PKK’ya verilen nedir, bilelim

Yeni Anayasayı yapacak olan komisyon, ilk bakışta ideal demokratik normlara sahip olacak görünüyor.

Başbakan’ın garantisi var. Her siyasi parti, meclisteki sandalye sayısı kaç olursa olsun eşit sayıda üye verecekler komisyona.

“Bizim için farketmez“ diyor Başbakan. Neden farketmez; bir sonraki cümlesi açıklıyor:

“Sonunda tabii ki kararı parlamento verecektir!”

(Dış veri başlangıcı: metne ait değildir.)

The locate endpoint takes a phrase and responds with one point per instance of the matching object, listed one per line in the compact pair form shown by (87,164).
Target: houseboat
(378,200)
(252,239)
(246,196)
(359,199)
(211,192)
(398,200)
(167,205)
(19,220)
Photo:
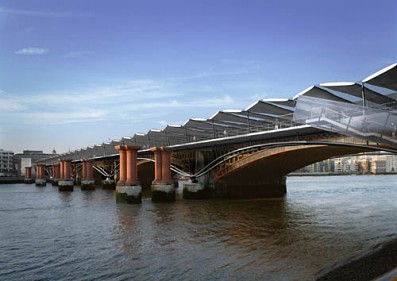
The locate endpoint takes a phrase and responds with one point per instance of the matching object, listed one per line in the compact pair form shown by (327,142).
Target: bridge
(239,153)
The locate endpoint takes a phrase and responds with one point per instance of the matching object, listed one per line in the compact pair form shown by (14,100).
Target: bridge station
(239,153)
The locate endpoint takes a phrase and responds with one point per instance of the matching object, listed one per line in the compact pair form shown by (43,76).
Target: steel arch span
(261,171)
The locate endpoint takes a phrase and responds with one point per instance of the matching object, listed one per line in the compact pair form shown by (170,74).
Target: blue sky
(77,73)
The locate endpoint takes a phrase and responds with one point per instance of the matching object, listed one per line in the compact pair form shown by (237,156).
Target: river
(86,235)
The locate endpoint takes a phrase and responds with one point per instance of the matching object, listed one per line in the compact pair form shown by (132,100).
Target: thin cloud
(75,54)
(32,51)
(41,13)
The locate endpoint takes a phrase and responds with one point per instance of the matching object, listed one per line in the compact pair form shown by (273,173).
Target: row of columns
(87,177)
(88,172)
(65,169)
(40,175)
(128,188)
(162,166)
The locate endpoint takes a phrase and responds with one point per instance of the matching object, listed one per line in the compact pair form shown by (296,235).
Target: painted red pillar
(131,165)
(84,170)
(162,188)
(57,171)
(40,171)
(89,174)
(166,165)
(67,169)
(157,164)
(61,169)
(28,172)
(37,172)
(122,164)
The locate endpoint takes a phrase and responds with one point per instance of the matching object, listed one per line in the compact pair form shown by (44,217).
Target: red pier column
(166,165)
(162,188)
(56,171)
(28,172)
(89,170)
(61,171)
(67,169)
(40,171)
(157,164)
(128,189)
(122,164)
(84,169)
(131,165)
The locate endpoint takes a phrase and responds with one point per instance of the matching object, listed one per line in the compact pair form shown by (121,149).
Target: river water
(85,235)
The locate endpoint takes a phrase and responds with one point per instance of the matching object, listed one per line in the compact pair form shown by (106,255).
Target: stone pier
(57,174)
(40,175)
(28,175)
(108,184)
(163,188)
(128,188)
(87,180)
(195,190)
(66,182)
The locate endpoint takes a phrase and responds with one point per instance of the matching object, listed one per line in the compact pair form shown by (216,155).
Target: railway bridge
(239,153)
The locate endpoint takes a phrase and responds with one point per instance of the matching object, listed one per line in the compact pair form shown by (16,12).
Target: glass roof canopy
(379,89)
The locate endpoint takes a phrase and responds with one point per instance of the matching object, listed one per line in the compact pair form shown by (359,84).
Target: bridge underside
(266,177)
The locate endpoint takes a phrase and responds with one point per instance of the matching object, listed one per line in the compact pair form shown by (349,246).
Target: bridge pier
(162,188)
(66,183)
(128,188)
(87,180)
(40,172)
(57,174)
(195,190)
(28,175)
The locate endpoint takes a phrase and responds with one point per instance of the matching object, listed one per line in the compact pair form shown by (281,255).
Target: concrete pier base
(87,185)
(65,185)
(163,192)
(195,191)
(28,180)
(131,194)
(41,182)
(108,184)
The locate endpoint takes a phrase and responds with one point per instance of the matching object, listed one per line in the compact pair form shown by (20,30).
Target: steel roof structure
(265,114)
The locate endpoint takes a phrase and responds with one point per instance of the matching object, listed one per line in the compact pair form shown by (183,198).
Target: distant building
(28,158)
(7,165)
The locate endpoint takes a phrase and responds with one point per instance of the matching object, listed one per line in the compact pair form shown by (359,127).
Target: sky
(78,73)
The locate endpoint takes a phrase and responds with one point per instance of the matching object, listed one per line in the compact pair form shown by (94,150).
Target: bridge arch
(263,173)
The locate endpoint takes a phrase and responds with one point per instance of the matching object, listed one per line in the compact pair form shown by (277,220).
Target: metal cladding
(378,89)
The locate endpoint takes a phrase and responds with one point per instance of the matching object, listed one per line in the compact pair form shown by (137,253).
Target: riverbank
(371,266)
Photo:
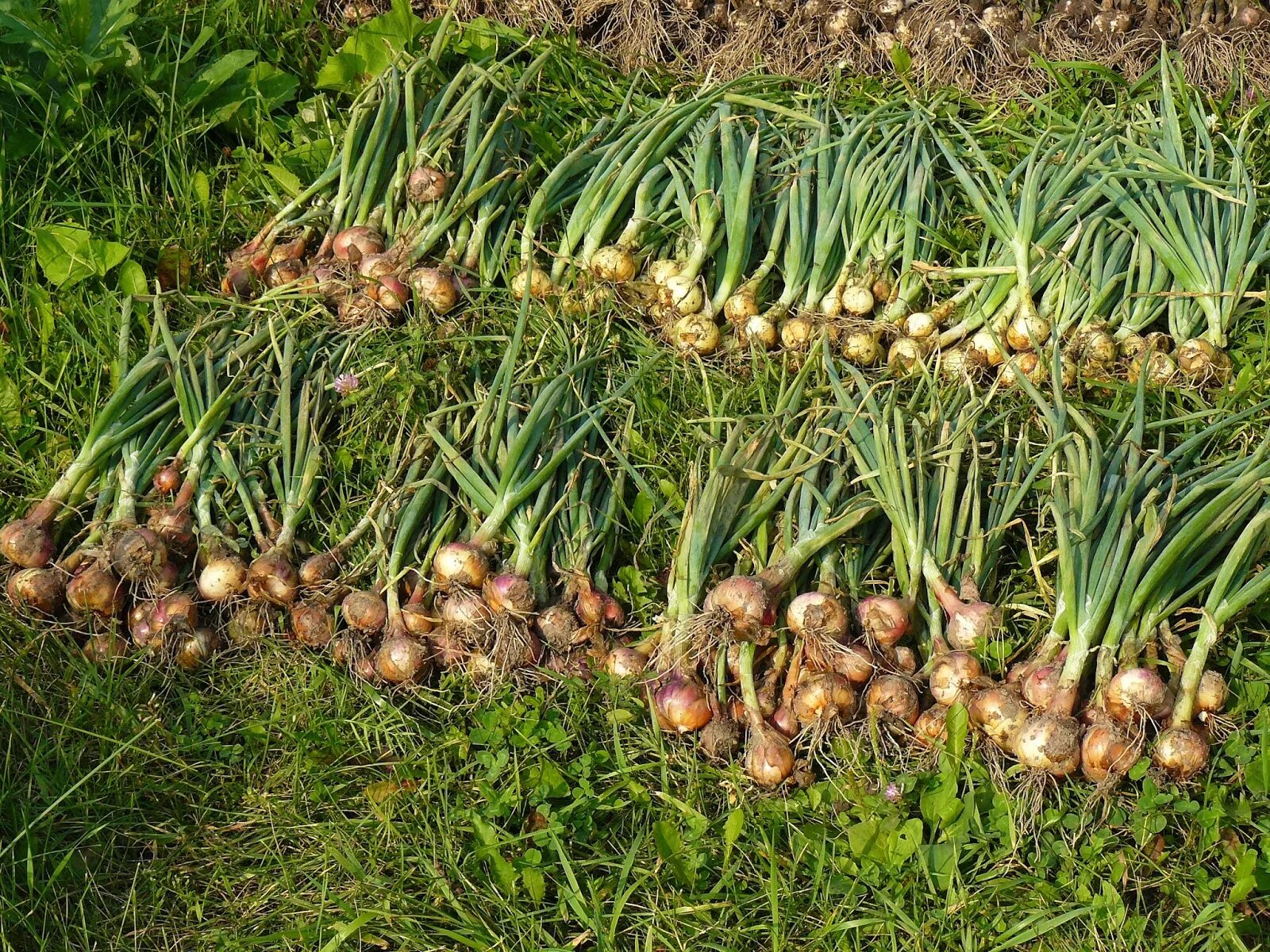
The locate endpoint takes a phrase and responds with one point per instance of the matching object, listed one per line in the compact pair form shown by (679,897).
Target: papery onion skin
(883,620)
(679,704)
(460,564)
(38,590)
(1000,714)
(402,659)
(1181,753)
(747,602)
(952,676)
(768,759)
(1133,695)
(893,696)
(1049,743)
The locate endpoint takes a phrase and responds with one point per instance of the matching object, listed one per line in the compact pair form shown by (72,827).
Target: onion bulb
(1133,695)
(1000,714)
(425,184)
(533,282)
(1212,693)
(614,263)
(893,696)
(460,564)
(695,333)
(681,704)
(768,759)
(95,590)
(818,615)
(402,659)
(759,330)
(857,300)
(626,663)
(861,348)
(272,578)
(311,624)
(433,289)
(823,697)
(931,729)
(38,590)
(1180,752)
(194,649)
(883,620)
(1049,743)
(222,578)
(952,676)
(356,243)
(749,605)
(1105,752)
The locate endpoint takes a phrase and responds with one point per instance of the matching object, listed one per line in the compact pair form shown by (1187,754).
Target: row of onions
(975,44)
(845,556)
(1130,240)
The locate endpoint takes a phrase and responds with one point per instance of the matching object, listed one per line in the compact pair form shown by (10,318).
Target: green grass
(272,803)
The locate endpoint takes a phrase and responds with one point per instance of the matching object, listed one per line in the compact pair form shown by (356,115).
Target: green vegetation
(271,801)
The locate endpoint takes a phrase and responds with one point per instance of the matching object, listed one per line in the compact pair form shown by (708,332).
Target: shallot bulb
(38,590)
(893,696)
(1049,743)
(1000,714)
(679,702)
(1106,752)
(460,564)
(1180,752)
(768,759)
(1134,693)
(823,697)
(952,677)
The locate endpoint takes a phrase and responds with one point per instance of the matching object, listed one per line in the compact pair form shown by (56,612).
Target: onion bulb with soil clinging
(883,620)
(626,663)
(1106,752)
(460,564)
(1180,752)
(311,624)
(823,697)
(40,590)
(931,727)
(768,759)
(747,603)
(952,677)
(1133,695)
(1049,743)
(272,578)
(1000,714)
(433,289)
(95,590)
(222,578)
(402,659)
(356,243)
(893,696)
(679,702)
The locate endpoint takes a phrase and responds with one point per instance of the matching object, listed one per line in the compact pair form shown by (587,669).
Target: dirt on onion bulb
(40,590)
(679,702)
(893,696)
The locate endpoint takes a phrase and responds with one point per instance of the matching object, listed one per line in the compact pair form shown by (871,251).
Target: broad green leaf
(133,278)
(670,847)
(69,253)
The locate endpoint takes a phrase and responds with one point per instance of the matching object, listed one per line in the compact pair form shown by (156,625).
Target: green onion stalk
(298,419)
(1181,750)
(1195,203)
(727,507)
(141,401)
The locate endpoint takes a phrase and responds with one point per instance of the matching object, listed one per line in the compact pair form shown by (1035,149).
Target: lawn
(271,801)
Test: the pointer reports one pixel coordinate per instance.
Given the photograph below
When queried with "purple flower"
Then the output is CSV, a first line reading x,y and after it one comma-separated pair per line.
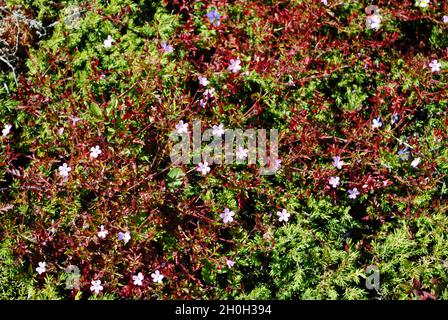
x,y
353,193
227,215
404,154
230,263
334,182
337,162
214,17
166,47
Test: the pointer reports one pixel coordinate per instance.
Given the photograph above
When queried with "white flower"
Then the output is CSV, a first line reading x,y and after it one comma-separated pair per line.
x,y
235,65
6,130
422,3
203,81
138,279
96,286
209,93
415,162
218,130
283,215
227,215
124,236
95,151
103,232
241,153
353,193
182,127
108,42
337,162
435,66
230,263
41,268
157,277
334,182
64,170
203,168
373,21
376,123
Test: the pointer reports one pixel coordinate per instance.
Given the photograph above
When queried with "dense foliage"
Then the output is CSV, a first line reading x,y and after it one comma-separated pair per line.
x,y
360,102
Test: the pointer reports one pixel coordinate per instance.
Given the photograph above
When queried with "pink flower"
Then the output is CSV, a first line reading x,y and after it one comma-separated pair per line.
x,y
334,182
227,215
230,263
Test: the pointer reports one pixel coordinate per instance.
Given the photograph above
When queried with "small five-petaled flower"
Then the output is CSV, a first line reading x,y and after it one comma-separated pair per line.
x,y
138,279
435,66
376,123
214,16
203,81
103,232
157,277
182,127
241,153
108,42
422,3
283,215
64,170
41,268
415,162
334,182
353,193
277,164
6,130
126,236
230,263
96,286
218,130
203,168
235,65
373,21
95,151
167,48
337,162
227,215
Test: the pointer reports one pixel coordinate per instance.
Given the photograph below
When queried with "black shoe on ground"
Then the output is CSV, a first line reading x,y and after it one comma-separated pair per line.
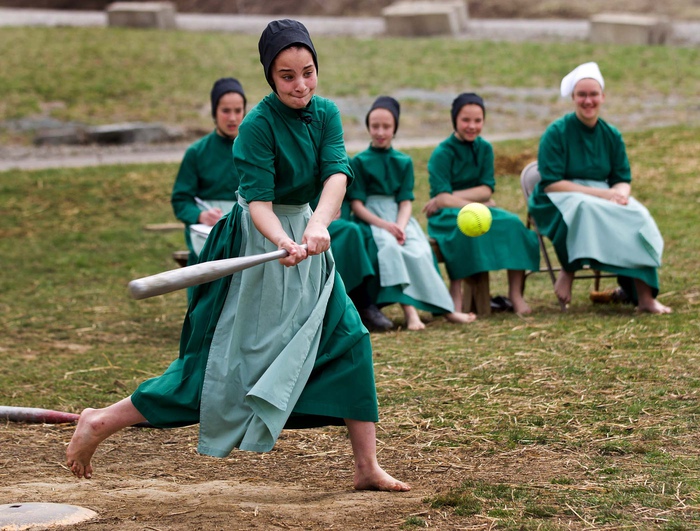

Yani uzlaşma ikliminde aylar süren çabalarla oluşturulacak mutabakat metinleri, Meclis’e geldiğinde buldozer etkisindeki sayısal çoğunluğun altında ezilip değişme tehlikesine açık olacak.

Anayasa toplumsal sözleşme niteliğine ve gücüne sahip olmalı.

Bu kaliteyi tutturmanın ilk şartı, yeni Anayasa’nın uzlaşı komisyonunda oluşmuş metinlerin ağırlık taşımasıdır.

Mecliste iktidar çoğunluğunun sayı gücüne dayanarak yapacağı eklere ve değişikliklere şans verilmemesidir.

Meclisteki oylamaların gizliliği bir tedbirdir ama garantisi yoktur. Toplum yeni Anayasayı komisyon aşamasında irdeleme şansını mutlaka kullanabilmelidir.

Hatta Oslo zabıtları ile kamuoyunun haberdar olduğu MİT-PKK görüşmelerinde verildiği öne sürülen tavizleri tartışarak işe başlamak belki en iyisi.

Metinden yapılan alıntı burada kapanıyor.